Saturday, 19 November 2011

Rock climbing talent - or lack thereof

Today has been a day of rock climbing. Not just the physical act of grappling with stone in an effort to mount it, but also in my capacity as a writer and journalist.


I awoke to a murky-dark morning, but by the time the sun had risen to a respectable height, I could see immediately that it was going to be a stunner. So, after whipping up some breakfast and quaffing three coffees, I made my way out to Stanage - one of the most famous crags, if not THE most famous crag in the UK. It was quiet. In fact, there were only three or four cars in the park that is for them - the 'car park', if you will. And so I leapt from my wee vehicle with all the excited anticipation of a salivating dog who's just been thrown a bone.

"Stanage - no one around. Yes please!"

A quick march up the hill, my lungs gasping for inflation, lactic acid pulsing through my calfs, I arrived at the base of the first boulder of the day, sat there waiting to fall beneath my hands and feet. A quick warm up on some nice, easy, slabby problems, and I could tell the friction was fantastic. "Ooooohhh... it just gets better and better."

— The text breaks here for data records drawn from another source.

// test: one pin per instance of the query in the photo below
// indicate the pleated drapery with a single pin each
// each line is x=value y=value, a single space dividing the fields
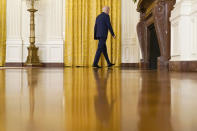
x=2 y=31
x=80 y=46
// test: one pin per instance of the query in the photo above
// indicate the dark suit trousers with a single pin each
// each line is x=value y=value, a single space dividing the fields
x=102 y=48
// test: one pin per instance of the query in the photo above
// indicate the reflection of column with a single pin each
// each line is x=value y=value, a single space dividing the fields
x=32 y=76
x=155 y=102
x=92 y=102
x=2 y=100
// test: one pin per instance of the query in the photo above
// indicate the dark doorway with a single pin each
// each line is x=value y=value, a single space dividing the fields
x=154 y=47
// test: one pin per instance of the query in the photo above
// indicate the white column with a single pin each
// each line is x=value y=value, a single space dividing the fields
x=130 y=45
x=14 y=40
x=49 y=28
x=184 y=29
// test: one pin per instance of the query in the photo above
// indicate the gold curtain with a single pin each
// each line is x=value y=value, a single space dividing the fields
x=2 y=31
x=2 y=101
x=80 y=46
x=92 y=99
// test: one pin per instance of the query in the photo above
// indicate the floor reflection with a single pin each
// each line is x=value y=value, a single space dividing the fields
x=92 y=100
x=33 y=76
x=154 y=105
x=86 y=99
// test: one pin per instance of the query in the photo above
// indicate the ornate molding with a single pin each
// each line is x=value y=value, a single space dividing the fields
x=156 y=12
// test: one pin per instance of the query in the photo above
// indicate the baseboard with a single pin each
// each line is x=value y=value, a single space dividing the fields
x=52 y=65
x=183 y=66
x=134 y=65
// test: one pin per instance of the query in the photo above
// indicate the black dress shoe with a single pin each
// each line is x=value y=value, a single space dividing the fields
x=110 y=65
x=96 y=66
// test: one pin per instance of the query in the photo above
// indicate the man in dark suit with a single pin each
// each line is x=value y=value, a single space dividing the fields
x=101 y=28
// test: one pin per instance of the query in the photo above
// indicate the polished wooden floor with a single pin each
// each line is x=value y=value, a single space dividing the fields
x=86 y=99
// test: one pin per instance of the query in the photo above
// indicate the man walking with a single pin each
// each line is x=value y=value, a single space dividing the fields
x=101 y=28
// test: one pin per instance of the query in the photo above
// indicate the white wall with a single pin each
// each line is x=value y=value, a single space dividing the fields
x=50 y=30
x=184 y=31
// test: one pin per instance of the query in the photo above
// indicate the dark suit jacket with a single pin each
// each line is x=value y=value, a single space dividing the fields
x=102 y=26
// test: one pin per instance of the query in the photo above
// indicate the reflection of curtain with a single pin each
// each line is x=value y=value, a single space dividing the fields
x=92 y=100
x=2 y=31
x=2 y=100
x=80 y=46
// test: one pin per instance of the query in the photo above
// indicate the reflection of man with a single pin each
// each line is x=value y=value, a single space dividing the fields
x=102 y=106
x=101 y=28
x=155 y=103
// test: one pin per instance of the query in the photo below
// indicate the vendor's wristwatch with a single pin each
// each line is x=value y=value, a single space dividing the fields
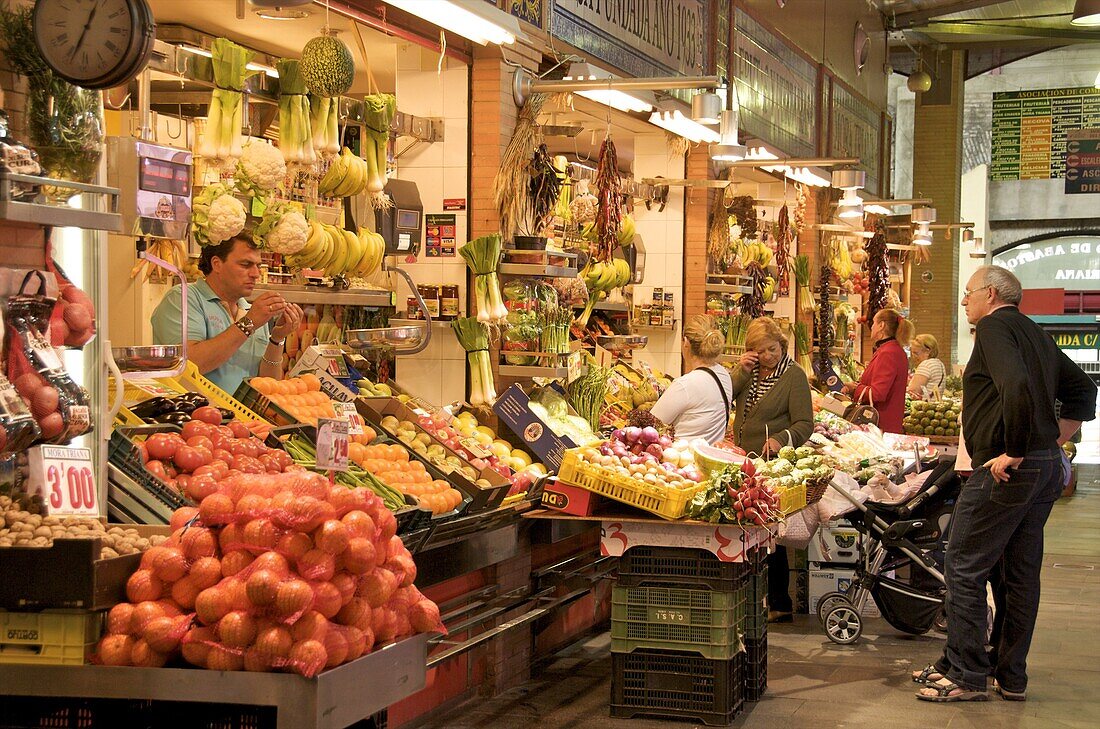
x=246 y=326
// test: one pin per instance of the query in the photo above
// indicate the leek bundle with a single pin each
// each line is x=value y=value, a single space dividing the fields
x=378 y=113
x=473 y=337
x=295 y=134
x=226 y=117
x=483 y=257
x=802 y=278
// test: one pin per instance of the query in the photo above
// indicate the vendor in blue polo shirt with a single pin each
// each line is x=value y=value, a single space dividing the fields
x=228 y=339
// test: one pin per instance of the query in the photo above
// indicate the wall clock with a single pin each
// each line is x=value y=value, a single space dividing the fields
x=95 y=44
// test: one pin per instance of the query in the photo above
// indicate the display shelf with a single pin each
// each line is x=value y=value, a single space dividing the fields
x=61 y=216
x=354 y=297
x=332 y=699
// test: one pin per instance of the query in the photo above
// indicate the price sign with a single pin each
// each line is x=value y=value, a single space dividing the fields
x=65 y=479
x=348 y=411
x=332 y=443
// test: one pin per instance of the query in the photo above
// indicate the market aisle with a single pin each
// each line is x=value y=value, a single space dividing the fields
x=815 y=684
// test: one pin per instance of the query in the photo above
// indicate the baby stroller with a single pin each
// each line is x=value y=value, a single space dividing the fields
x=906 y=541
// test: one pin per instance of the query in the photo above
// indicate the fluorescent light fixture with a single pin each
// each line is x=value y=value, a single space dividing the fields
x=677 y=123
x=476 y=21
x=728 y=148
x=850 y=205
x=637 y=101
x=1086 y=12
x=706 y=108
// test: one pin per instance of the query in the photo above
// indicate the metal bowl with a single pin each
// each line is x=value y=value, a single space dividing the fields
x=623 y=343
x=147 y=359
x=396 y=338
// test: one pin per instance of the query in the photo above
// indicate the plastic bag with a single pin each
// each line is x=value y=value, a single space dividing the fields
x=58 y=405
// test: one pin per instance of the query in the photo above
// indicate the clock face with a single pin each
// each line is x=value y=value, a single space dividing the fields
x=92 y=43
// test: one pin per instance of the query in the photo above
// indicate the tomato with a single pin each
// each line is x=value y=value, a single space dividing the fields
x=162 y=446
x=200 y=441
x=207 y=413
x=240 y=430
x=157 y=470
x=188 y=459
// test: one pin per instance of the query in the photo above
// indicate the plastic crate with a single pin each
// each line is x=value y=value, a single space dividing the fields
x=122 y=453
x=678 y=685
x=663 y=565
x=51 y=637
x=662 y=500
x=703 y=621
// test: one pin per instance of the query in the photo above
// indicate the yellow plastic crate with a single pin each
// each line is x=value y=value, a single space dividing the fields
x=792 y=499
x=194 y=380
x=51 y=637
x=663 y=501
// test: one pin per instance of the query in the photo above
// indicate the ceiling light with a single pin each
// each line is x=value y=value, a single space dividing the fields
x=848 y=179
x=850 y=205
x=979 y=249
x=677 y=123
x=706 y=108
x=728 y=148
x=1086 y=12
x=638 y=101
x=476 y=21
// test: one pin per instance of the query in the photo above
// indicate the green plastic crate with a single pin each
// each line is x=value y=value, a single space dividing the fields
x=708 y=622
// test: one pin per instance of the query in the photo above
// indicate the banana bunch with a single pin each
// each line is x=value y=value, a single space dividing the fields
x=758 y=253
x=338 y=251
x=347 y=176
x=605 y=276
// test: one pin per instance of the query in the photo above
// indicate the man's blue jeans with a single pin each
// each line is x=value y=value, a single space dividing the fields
x=991 y=521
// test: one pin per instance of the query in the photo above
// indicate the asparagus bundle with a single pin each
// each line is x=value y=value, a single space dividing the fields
x=483 y=257
x=473 y=337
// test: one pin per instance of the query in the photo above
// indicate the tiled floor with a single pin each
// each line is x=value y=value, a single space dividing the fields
x=814 y=684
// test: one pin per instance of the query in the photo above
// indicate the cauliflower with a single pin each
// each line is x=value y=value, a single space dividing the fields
x=216 y=216
x=261 y=168
x=283 y=229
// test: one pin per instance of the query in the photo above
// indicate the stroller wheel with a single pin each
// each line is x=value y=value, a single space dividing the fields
x=829 y=600
x=843 y=625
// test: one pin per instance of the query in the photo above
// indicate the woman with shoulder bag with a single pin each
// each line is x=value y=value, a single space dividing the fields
x=697 y=402
x=773 y=409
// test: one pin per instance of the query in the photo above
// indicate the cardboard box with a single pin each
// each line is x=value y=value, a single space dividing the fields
x=835 y=542
x=828 y=578
x=569 y=499
x=513 y=408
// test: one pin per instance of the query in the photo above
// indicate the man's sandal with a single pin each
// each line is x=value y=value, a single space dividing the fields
x=927 y=675
x=944 y=693
x=1010 y=695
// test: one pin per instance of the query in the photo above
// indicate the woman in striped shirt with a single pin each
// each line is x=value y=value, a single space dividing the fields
x=930 y=374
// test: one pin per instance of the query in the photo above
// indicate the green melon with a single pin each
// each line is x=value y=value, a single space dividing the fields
x=327 y=66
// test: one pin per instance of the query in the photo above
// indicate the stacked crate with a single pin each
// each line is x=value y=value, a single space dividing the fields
x=679 y=619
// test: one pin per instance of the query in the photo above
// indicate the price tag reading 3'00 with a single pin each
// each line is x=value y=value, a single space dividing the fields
x=65 y=479
x=332 y=443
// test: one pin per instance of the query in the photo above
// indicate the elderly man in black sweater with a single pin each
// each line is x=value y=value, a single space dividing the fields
x=1010 y=386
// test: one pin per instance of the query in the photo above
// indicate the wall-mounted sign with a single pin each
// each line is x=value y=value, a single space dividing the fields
x=855 y=132
x=641 y=37
x=1030 y=130
x=777 y=88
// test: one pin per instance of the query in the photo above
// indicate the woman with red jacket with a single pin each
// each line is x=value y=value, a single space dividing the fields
x=887 y=374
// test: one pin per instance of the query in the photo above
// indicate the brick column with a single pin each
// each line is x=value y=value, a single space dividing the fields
x=937 y=174
x=696 y=209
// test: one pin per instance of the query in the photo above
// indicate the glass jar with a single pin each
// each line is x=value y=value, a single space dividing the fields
x=430 y=295
x=449 y=302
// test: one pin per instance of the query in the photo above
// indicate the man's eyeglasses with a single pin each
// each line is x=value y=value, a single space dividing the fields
x=967 y=293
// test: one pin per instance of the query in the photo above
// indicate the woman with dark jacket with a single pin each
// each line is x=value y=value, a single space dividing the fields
x=773 y=409
x=887 y=374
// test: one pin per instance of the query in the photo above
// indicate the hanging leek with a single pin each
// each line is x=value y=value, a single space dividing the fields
x=473 y=337
x=226 y=117
x=483 y=257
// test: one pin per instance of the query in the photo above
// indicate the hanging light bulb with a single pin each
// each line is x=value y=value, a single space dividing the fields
x=729 y=148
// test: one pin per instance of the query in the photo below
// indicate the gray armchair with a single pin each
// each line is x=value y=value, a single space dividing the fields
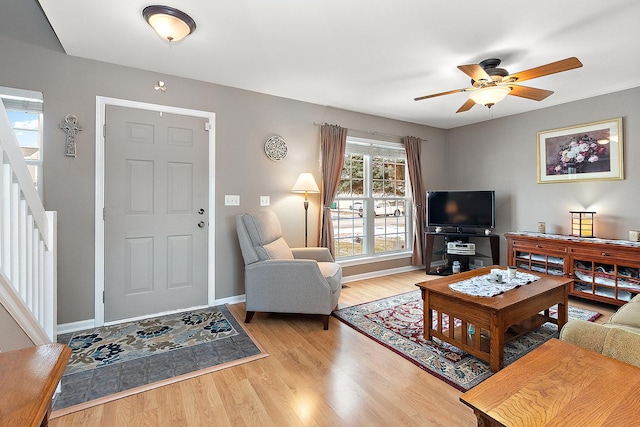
x=279 y=279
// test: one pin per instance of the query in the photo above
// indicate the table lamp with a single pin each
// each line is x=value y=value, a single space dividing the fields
x=305 y=184
x=582 y=223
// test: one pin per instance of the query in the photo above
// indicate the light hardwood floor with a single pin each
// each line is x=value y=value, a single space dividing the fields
x=311 y=378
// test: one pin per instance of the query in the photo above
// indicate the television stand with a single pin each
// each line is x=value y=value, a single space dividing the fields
x=430 y=237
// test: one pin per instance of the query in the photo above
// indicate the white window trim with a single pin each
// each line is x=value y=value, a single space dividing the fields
x=372 y=147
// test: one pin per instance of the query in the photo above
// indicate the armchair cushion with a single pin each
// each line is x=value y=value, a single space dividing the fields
x=332 y=273
x=278 y=249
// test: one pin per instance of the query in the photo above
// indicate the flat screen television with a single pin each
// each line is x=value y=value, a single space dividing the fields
x=461 y=209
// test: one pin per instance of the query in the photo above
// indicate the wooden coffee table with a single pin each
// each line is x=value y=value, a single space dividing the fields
x=496 y=320
x=558 y=384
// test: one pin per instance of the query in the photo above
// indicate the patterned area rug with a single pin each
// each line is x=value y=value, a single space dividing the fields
x=127 y=341
x=397 y=323
x=114 y=361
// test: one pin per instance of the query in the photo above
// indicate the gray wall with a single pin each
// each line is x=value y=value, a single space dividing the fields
x=12 y=337
x=501 y=154
x=32 y=59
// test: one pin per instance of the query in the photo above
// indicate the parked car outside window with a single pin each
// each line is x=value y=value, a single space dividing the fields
x=382 y=208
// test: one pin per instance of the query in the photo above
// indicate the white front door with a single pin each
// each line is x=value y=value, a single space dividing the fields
x=155 y=219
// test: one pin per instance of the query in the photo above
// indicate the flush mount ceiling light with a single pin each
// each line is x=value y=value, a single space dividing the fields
x=489 y=95
x=170 y=24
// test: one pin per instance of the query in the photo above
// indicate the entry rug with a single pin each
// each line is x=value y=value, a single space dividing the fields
x=397 y=323
x=115 y=361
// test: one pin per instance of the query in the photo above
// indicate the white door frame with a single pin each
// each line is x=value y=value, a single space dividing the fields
x=101 y=103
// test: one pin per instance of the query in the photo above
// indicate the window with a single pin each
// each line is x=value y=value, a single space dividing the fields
x=370 y=213
x=24 y=109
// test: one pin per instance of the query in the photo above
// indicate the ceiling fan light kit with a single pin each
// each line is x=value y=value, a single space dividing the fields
x=171 y=24
x=490 y=84
x=489 y=95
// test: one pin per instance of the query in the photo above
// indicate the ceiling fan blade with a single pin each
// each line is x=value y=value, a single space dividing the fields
x=466 y=106
x=475 y=71
x=530 y=92
x=545 y=70
x=439 y=94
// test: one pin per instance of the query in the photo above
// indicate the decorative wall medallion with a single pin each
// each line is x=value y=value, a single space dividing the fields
x=275 y=148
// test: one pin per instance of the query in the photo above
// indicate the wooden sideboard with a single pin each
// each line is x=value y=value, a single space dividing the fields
x=602 y=269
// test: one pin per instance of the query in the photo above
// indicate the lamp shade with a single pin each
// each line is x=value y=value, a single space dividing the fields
x=582 y=223
x=170 y=24
x=488 y=96
x=305 y=184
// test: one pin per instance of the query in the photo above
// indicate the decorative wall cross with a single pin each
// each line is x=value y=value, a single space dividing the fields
x=71 y=127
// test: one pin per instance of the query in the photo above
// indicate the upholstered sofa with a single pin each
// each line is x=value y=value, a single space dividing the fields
x=280 y=279
x=618 y=338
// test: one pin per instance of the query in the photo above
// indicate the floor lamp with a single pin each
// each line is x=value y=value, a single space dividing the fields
x=305 y=184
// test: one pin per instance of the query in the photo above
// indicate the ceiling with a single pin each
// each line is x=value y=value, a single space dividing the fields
x=369 y=56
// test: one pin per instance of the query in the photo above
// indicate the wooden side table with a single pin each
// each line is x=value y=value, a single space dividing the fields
x=28 y=379
x=558 y=384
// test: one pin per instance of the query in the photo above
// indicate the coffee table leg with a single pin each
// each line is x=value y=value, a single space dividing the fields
x=496 y=343
x=563 y=311
x=427 y=315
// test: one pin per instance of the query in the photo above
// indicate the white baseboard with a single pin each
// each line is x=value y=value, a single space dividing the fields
x=380 y=273
x=232 y=300
x=81 y=325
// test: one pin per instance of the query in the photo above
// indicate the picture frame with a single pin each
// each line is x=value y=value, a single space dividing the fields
x=586 y=152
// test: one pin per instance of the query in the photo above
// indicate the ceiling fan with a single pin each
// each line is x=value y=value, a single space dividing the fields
x=490 y=84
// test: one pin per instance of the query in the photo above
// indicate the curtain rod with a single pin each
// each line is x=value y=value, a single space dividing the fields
x=370 y=132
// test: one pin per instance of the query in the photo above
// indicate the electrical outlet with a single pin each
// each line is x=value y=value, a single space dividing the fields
x=231 y=200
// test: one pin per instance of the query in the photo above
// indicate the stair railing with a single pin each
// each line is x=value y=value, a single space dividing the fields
x=28 y=244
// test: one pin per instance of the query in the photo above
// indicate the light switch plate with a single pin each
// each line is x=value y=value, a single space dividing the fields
x=231 y=200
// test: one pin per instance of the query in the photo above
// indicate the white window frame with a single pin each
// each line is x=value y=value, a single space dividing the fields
x=370 y=148
x=20 y=100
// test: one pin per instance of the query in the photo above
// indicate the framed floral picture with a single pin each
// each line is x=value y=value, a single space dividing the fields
x=592 y=151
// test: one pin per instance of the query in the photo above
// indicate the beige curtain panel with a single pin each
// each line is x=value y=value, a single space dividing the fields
x=333 y=142
x=412 y=146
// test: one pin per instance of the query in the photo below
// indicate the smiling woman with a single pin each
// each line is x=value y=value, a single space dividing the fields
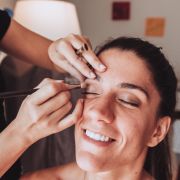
x=128 y=110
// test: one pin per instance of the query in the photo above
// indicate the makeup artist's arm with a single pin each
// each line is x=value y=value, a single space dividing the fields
x=40 y=115
x=33 y=48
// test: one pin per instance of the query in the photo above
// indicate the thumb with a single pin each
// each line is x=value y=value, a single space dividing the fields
x=72 y=118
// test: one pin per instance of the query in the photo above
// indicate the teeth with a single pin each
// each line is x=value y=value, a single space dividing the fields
x=97 y=137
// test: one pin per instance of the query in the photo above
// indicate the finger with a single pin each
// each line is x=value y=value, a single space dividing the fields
x=72 y=118
x=46 y=92
x=46 y=81
x=74 y=60
x=55 y=103
x=87 y=41
x=78 y=42
x=57 y=115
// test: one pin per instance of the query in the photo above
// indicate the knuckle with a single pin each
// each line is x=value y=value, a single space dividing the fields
x=71 y=35
x=53 y=88
x=61 y=44
x=66 y=96
x=46 y=80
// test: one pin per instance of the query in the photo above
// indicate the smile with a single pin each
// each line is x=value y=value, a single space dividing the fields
x=97 y=137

After playing around, I got down to business and dispatched a nice traverse that I had done before, but wanted to re-re-repeat (done it three times, to be precise). Quality problem. It did take longer than I had anticipated, or wanted it too, unfortunately - but largely down to forgetting beta and getting all crossed over and tied in knots. The clear skies meant that anything caught in the sun's gaze (such as this traverse) did feel rather greasy - so the epic friction was to be resigned to just those boulder problems hiding in the shade.

Knowing this, I walked straight over to a sloping monstrosity staring the sun straight in the eyes - in other words, what I chose to climb made no sense. And unfortunately, this dodgy decision-making led to failure. But, I had a blast and it'll be there for next time.

A quick send of an easier traverse-into-an-arete-into-an-up-problem and I was feeling better about myself. I'm not a big fan of failure - it makes me feel uncomfortable. And so next I walked over to a really hard sloper problem and duly failed - badly. You've got to bring yourself back down to earth now and again, and that means putting yourself in a situation where you can't possibly win. Or so I told myself, before departing for home.

Here, I sat and attended to the second half of my rock climbing day - writing about rock climbing. The UK's strongest female boulderer had responded to a number of questions I had put to her via email and I now had to forge her answers into an article for the British Mountaineering Council's competitions climbing newsletter - Psyched! To be honest, the responses I got from this climber (her name will remain anonymous until the magazine is revealed - although if you have the same detective ability as Sherlock Holmes's little toe-nail clipping you'll be able to figure it out) didn't make me feel much better about my failures earlier in the day.

Natural talent is used far too often to belittle the effort that the world's top climbers put into their sport - the training and dedication. But the phrase - 'natural talent', in case you forgot from the previous sentence - is the only way I can describe this climber. No training - still came 4th in a Bouldering World Cup competition. Middle of college exams - still pushed UK female bouldering boundaries to a new level by sending the grade V-ridiculous. Sickeningly talented. I'm not jealous. Honest. Oh yes, I nearly forgot - and she still has a 1 preceding the second number in her age.

Anyway, having wielded my metaphorical hammer and knocked that little nugget of an interview into a shape fit for human-retina-consumption, I edited a previous interview with another sickeningly talented individual, and then embarked on this blog - to try to make myself feel better. 

I do. It worked. Tomorrow I will head back into the Peak District and continue along with my average ability. Doesn't matter. It's the taking part that counts. Apparently.